If you want to go full entity-component-system, then you don't even need the Potion class. You can just have an entity with components "name" (Potion of ...), "drinkable" (for instance), and then a bunch of Attributes that will be applied when drinking. But that may be overkill, or might not map well to the particular gameplay you have in mind.
Think about the first example, and see if you understand it, see if you can draw the benefits of using that approach. It will likely make your code much easier to reason about than using brute force inheritance.
I actually kind of like the full entity-component-system idea, although it would probably get really complicated at some point like you said. However, it does bring up one issue that I wish I had thought about before hand (that doesn't necessarily deal with the full ecs): When the player does something that would result in finding an item in the world (opening a chest, killing something, resource gathering as some basic examples) and the item object is created, how exactly is the information for the specific item obtained?

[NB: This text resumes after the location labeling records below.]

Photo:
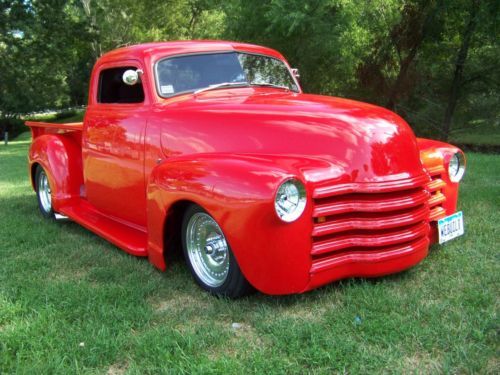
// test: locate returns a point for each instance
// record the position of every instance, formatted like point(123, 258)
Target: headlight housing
point(456, 167)
point(290, 200)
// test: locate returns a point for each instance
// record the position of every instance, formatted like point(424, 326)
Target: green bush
point(14, 126)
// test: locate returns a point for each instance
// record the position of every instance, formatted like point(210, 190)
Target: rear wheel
point(44, 193)
point(209, 256)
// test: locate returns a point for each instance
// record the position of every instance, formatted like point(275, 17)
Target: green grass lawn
point(477, 134)
point(72, 303)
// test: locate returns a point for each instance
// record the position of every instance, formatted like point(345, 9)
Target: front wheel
point(209, 256)
point(44, 193)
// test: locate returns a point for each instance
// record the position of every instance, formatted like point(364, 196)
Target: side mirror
point(131, 77)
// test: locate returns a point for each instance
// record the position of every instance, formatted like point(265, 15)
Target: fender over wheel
point(44, 193)
point(209, 256)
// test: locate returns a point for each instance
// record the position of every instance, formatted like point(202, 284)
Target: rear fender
point(238, 191)
point(61, 158)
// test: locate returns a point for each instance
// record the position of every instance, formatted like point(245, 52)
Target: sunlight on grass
point(70, 302)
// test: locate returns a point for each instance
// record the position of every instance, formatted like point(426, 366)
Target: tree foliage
point(433, 61)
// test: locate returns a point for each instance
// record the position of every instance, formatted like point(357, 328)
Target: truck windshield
point(192, 73)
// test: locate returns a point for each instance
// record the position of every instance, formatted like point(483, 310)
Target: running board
point(129, 238)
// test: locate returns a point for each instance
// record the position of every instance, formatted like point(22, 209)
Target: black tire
point(46, 210)
point(235, 284)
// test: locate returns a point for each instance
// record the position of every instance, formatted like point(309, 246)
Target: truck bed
point(69, 126)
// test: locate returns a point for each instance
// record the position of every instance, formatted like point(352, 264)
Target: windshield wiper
point(270, 85)
point(223, 84)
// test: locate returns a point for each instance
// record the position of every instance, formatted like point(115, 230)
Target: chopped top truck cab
point(212, 147)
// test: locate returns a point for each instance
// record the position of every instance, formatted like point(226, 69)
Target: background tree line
point(435, 62)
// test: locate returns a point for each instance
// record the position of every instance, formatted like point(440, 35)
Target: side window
point(112, 89)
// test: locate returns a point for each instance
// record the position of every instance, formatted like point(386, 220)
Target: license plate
point(450, 227)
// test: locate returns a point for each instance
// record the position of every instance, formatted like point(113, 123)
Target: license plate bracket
point(450, 227)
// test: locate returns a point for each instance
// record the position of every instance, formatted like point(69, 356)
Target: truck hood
point(326, 137)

For example, when my friend made a small text-based game in Java he made a static class that contained an array of item objects and just copied the item needed into the instance found. Probably a horrible idea for a bigger project like mine but it kinda shows what I'm getting at.
For my project, I would do something like:
Item item1 = new Item(components...);
where the components are things like name, sell value, isSellable, etc. In a lot of cases, I want the items that are found in many cases to be random. So when the random item is determined where should the information be pulled from? A txt file?